Friday, 28 January 2011

Heap sort

“The very interesting way of sorting numbers comes only when you get atleast one number which is in sorted order out of the unsorted list. For example, Selection sort has that. But, selection sort requires scanning the whole array. Heap sort is a kind of optimization over it as we know always in the heap, the top elements will be the max.”

Introduction

    Do you believe that all sorted array is by default a min heap? In a min heap, you will have the least element as the first element in the heap and then you will have all elements greater than the first element. This property is satisfied by ascending order sorted array. For descending order array, it matches with the max heap property.

   But the important property we have to make a note is, the reverse is not true!!.. Min heap or max heap will never get sorted property. But they do have a partial or near approximate sorting done already in linear time.

    Assume, you get an array which is neither max nor min heap. You need to first convert it into partial sorted max heap. We will see about ascending order first for simplicity.

Concept

    We take an array and convert it into a max heap. Now, we got the maximum element at the top of the heap which is the first element of the array. In a max heap, we are sure that all the elements after the top of the heap is lesser than it. This gives a big hint that, If A is the array, A[0] is already known to be sorted as it is the max and it should be at the end of the list. Similarly, we continue until we find the elements at the reverse order from the end of the list. This also the approach to convert a max heap to min heap. :)

    This becomes a important interview question as well!!.. Convert a max heap to min heap is simply the heap sort !!

Code

   1:  #define LEFT(x) 2*x+1 // since we start with index 0
   2:  #define RIGHT(x) 2*x+2
   3:  #define heap_size(x) (sizeof(x)/sizeof(x[0])) //similar to ARRAYSIZE macro
   4:   
   5:   
   6:  void max_heapify(int *arr, int idx, int size)
   7:  {
   8:      int l = LEFT(idx);
   9:      int r = RIGHT(idx);
  10:      int largest;
  11:      if( l <= size && arr[l] > arr[idx])
  12:          largest = l;
  13:      else
  14:          largest = idx;
  15:   
  16:      if(r <= size && arr[r] > arr[largest])
  17:          largest = r;
  18:   
  19:      if(largest != idx) {
  20:          int temp = arr[idx];
  21:          arr[idx] = arr[largest];
  22:          arr[largest] = temp;
  23:          max_heapify(arr, largest, size);
  24:      }
  25:   
  26:  }
  27:   
  28:  void build_max_heap(int *arr, int size)
  29:  {
  30:      for(int i=(int) floor((float)size/(float)2);i>=0; i--)
  31:      {
  32:          // if size = 10, then,
  33:          // initial max_heapify call will be like, max_heapify(arr, 5)
  34:          // But note that, we run until 0 and zero is root for this code
  35:          max_heapify(arr, i, size); 
  36:      }
  37:  }
  38:   
  39:  void heap_sort(int *arr, int size)
  40:  {
  41:      int length = size;
  42:      build_max_heap(arr, length);
  43:      for(int i=length; i>=1; i--)
  44:      {
  45:          int temp = arr[i];
  46:          arr[i] = arr[0];
  47:          arr[0] = temp;
  48:          size = size-1;
  49:          max_heapify(arr, 0, size);
  50:      }
  51:  }
  52:   
  53:  void main()
  54:  {
  55:      int A[]={5,13,2,25,7,17,20,8,4};
  56:      heap_sort(A, 8);
  57:  }
  • In the above code, we have avoided templates unlike previous code.

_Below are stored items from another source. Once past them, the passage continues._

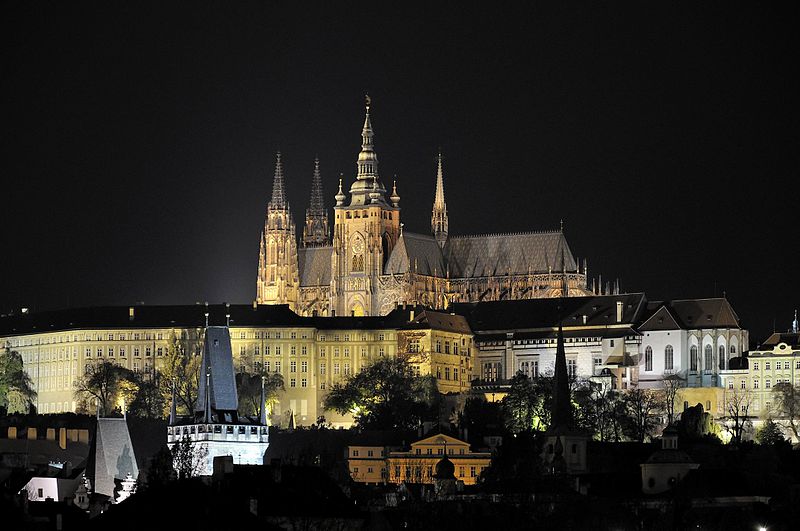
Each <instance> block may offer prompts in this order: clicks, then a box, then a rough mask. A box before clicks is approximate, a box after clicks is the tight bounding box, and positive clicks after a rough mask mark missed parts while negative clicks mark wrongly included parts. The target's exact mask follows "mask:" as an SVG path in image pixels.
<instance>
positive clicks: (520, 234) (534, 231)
mask: <svg viewBox="0 0 800 531" xmlns="http://www.w3.org/2000/svg"><path fill="white" fill-rule="evenodd" d="M532 234H561V231H559V230H529V231H517V232H489V233H483V234H460V235H456V236H450V237H449V238H448V239H451V240H452V239H463V238H477V237H481V236H528V235H532Z"/></svg>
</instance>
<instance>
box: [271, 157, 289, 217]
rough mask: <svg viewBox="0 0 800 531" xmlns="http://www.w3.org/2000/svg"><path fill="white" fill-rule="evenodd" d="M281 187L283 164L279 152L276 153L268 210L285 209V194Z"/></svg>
mask: <svg viewBox="0 0 800 531" xmlns="http://www.w3.org/2000/svg"><path fill="white" fill-rule="evenodd" d="M283 188H284V186H283V163H281V152H280V151H278V152H277V153H276V161H275V177H274V178H273V180H272V199H271V200H270V202H269V206H268V208H269V209H270V210H284V209H286V208H287V202H286V193H285V192H284V189H283Z"/></svg>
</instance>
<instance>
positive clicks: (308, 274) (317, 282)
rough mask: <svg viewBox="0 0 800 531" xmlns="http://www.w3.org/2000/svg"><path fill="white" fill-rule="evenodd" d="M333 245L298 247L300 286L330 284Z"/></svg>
mask: <svg viewBox="0 0 800 531" xmlns="http://www.w3.org/2000/svg"><path fill="white" fill-rule="evenodd" d="M332 252H333V247H301V248H299V249H297V262H298V264H297V265H298V269H299V271H300V286H301V287H308V286H330V283H331V253H332Z"/></svg>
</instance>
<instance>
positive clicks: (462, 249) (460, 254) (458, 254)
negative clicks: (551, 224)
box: [444, 231, 577, 278]
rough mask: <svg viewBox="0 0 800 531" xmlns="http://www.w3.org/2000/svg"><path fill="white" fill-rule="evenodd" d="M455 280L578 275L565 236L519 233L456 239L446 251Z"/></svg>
mask: <svg viewBox="0 0 800 531" xmlns="http://www.w3.org/2000/svg"><path fill="white" fill-rule="evenodd" d="M444 255H445V260H446V262H447V265H448V267H449V268H450V276H451V278H473V277H483V276H494V275H507V274H509V273H510V274H512V275H523V274H528V273H547V272H548V271H550V270H552V271H553V272H560V271H561V270H562V269H566V270H567V271H575V270H576V268H577V265H576V262H575V258H574V257H573V256H572V251H570V249H569V245H568V244H567V240H566V238H564V233H563V232H561V231H554V232H519V233H509V234H482V235H473V236H455V237H451V238H450V239H448V240H447V243H446V244H445V247H444Z"/></svg>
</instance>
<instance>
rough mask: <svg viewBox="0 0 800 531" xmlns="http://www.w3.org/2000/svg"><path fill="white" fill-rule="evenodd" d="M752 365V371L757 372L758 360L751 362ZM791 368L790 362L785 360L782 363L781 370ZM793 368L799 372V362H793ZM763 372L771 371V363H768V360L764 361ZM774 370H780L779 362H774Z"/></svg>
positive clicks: (779, 362) (778, 360) (797, 361)
mask: <svg viewBox="0 0 800 531" xmlns="http://www.w3.org/2000/svg"><path fill="white" fill-rule="evenodd" d="M752 364H753V370H754V371H757V370H758V367H759V361H758V360H753V361H752ZM791 368H792V362H791V361H788V360H786V361H784V362H783V369H784V370H789V369H791ZM794 368H795V369H798V370H800V360H795V362H794ZM764 370H765V371H771V370H772V362H771V361H769V360H765V361H764ZM775 370H776V371H779V370H781V361H780V360H777V361H775Z"/></svg>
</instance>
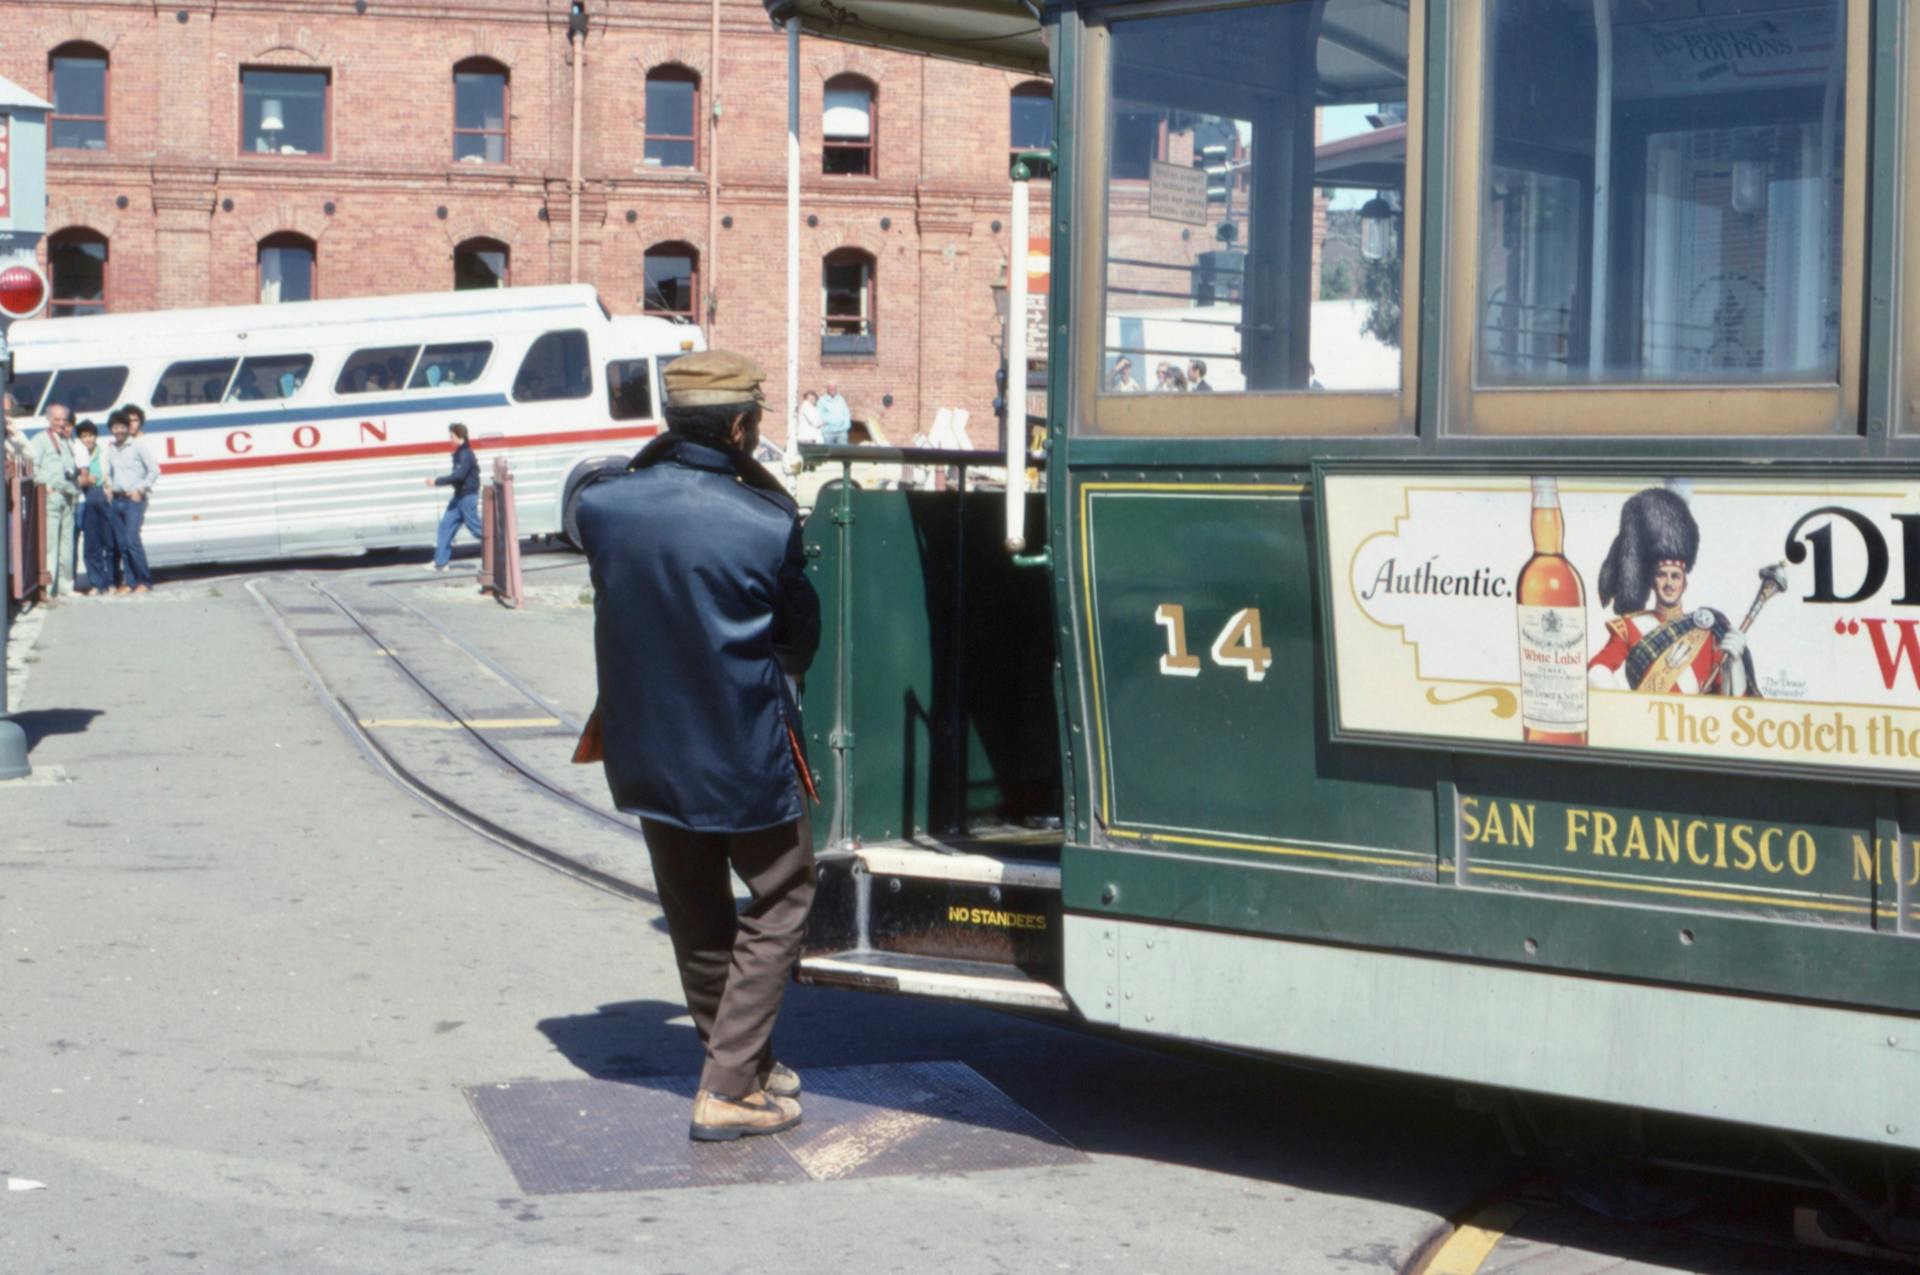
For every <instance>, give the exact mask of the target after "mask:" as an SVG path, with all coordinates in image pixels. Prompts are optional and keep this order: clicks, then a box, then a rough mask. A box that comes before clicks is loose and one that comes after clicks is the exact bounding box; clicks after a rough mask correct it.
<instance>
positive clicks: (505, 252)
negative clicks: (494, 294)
mask: <svg viewBox="0 0 1920 1275" xmlns="http://www.w3.org/2000/svg"><path fill="white" fill-rule="evenodd" d="M505 286H507V252H505V250H499V248H482V250H472V248H463V250H461V252H457V253H453V290H455V292H465V290H467V288H505Z"/></svg>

As i said, templates are risky to handle and increases code size.
  • The algorithm is simple enough. We consider A[i] as the max element and place it at the end. Move the last element to the top of the array and try max heapify over it.
  • Every iteration reduces the size of the heap. Length of the array remains the same

Important notes

  • Heap sort competes with quick sort. Heap sort is heavily used in real time as it gives O(n logn) upper bound for any kind of data set.
  • Heap sort is the best in-place algorithm. Uses constant space and almost linear/logarithmic time
  • Sometimes merge sort performs better since, the number of swaps are less compared to heap sort. Heap sort works great in a sequential RAM rather than a dynamic file system memory.
  • Merge sort is proven to work for linked list. Heap sort works well in sequential high speed caches.
  • Merge and heap sort works very well for large data sets rather than a quick sort with lesser space usage.